In this Notebook we will use MinIO as object storage for Spark jobs. If you haven't already setup spark-operator
in your Kubernetes environment follow this guide.
Reading and writing Data from and to Minio using Spark is very simple once we have the right dependencies and configurations in place.
In this post we will not be discussing the dependencies, to keep things simple we use the openlake/spark-py:3.3.2
image that contains all the dependencies required to read and write data from Minio using Spark.
We will be using the NYC Taxi dataset that is available on MinIO. You can download the dataset from here which has ~112M rows and ~10GB in size. You can use any other dataset of your choice.and upload it to MinIO using the following command:
!mc mb play/openlake
!mc mb play/openlake/spark
!mc mb play/openlake/spark/sample-data
!mc cp nyc-taxi-data.csv play/openlake/spark/sample-data/nyc-taxi-data.csv
Let's now read and write data from MinIO using Spark. We will use the following sample python application to do that.
%%writefile sample-code/src/main.py
import logging
import os
from pyspark import SparkContext
from pyspark.sql import SparkSession
from pyspark.sql.types import StructType, StructField, LongType, DoubleType, StringType
logging.basicConfig(level=logging.INFO, format="%(asctime)s - %(name)s - %(levelname)s - %(message)s")
logger = logging.getLogger("MinIOSparkJob")
spark = SparkSession.builder.getOrCreate()
def load_config(spark_context: SparkContext):
spark_context._jsc.hadoopConfiguration().set("fs.s3a.access.key", os.getenv("AWS_ACCESS_KEY_ID", "openlakeuser"))
spark_context._jsc.hadoopConfiguration().set("fs.s3a.secret.key",
os.getenv("AWS_SECRET_ACCESS_KEY", "openlakeuser"))
spark_context._jsc.hadoopConfiguration().set("fs.s3a.endpoint", os.getenv("ENDPOINT", "play.min.io:50000"))
spark_context._jsc.hadoopConfiguration().set("fs.s3a.connection.ssl.enabled", "true")
spark_context._jsc.hadoopConfiguration().set("fs.s3a.path.style.access", "true")
spark_context._jsc.hadoopConfiguration().set("fs.s3a.attempts.maximum", "1")
spark_context._jsc.hadoopConfiguration().set("fs.s3a.connection.establish.timeout", "5000")
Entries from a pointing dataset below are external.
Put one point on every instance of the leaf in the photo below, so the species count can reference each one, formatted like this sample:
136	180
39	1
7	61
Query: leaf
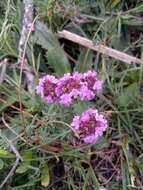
45	177
1	164
128	95
5	154
84	60
22	168
55	55
27	156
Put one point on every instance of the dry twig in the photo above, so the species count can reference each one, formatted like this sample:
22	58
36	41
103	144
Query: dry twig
100	48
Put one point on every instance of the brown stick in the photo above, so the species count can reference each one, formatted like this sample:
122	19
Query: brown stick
100	48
spark_context._jsc.hadoopConfiguration().set("fs.s3a.connection.timeout", "10000")
load_config(spark.sparkContext)
# Define schema for NYC Taxi Data
schema = StructType([
StructField('VendorID', LongType(), True),
StructField('tpep_pickup_datetime', StringType(), True),
StructField('tpep_dropoff_datetime', StringType(), True),
StructField('passenger_count', DoubleType(), True),
StructField('trip_distance', DoubleType(), True),
StructField('RatecodeID', DoubleType(), True),
StructField('store_and_fwd_flag', StringType(), True),
StructField('PULocationID', LongType(), True),
StructField('DOLocationID', LongType(), True),
StructField('payment_type', LongType(), True),
StructField('fare_amount', DoubleType(), True),
StructField('extra', DoubleType(), True),
StructField('mta_tax', DoubleType(), True),
StructField('tip_amount', DoubleType(), True),
StructField('tolls_amount', DoubleType(), True),
StructField('improvement_surcharge', DoubleType(), True),
StructField('total_amount', DoubleType(), True)])
# Read CSV file from MinIO
df = spark.read.option("header", "true").schema(schema).csv(
os.getenv("INPUT_PATH", "s3a://openlake/spark/sample-data/taxi-data.csv"))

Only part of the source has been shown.